Kenangan(s) di Bulan Ramadhan
Bulan Ramadhan bagiku adalah bulan yang
menyenangkan, semenyenangkan bulan-bulan lain sepanjang tahun. Menyenangkan
karena banyak hal yang hanya dilakukan dan ada selama bulan Ramadhan. Meskipun
puasa adalah praktik menahan dan memanage hawa nafsu, tetapi nafsu untuk
berkegiatan dengan bebas berekspresi tak juga dilarang kok.

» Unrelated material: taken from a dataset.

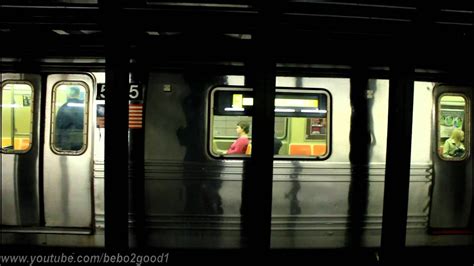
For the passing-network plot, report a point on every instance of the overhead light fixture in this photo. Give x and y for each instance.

Ada beberapa kegiatan yang pernah kualami di
bulan Ramadhan sepanjang aku hidup yang hingga sekarang masih kukenang karena
memang menyenangkan dan mungkin juga hanya kulakukan sekali sepanjang 22 tahun.
(Semacam)
Mercon Manual
Siapa yang tidak atau belum tahu mercon?
semacam (seperti) bom, berbahan … entahlah apa nama bahannya, yang jelas aku
pernah melihat dan memegangnya, warnanya abu-abu, berbentuk serbuk, dan baunya
khas. Aku mengetahuinya karena sewaktu kecil aku juga suka membelinya di warung
dekat rumahku. Kumainkan, kunyalakan, dan kunikmati letusan-letusannya. Saat
itu rasanya sudah w.o.w. sekali karena aku masih kecil, masih SD, usia-usia
penuh rasa penasaran dengan hal-hal baru. Apalagi aku anak perempuan, karena
kebanyakan dan hampir semua yang bermain mercon adalah laki-laki. Aku tidak tomboy sih, tetapi memang sejak
kecil aku suka bermain sesuatu yang juga banyak dimainkan oleh anak laki-laki.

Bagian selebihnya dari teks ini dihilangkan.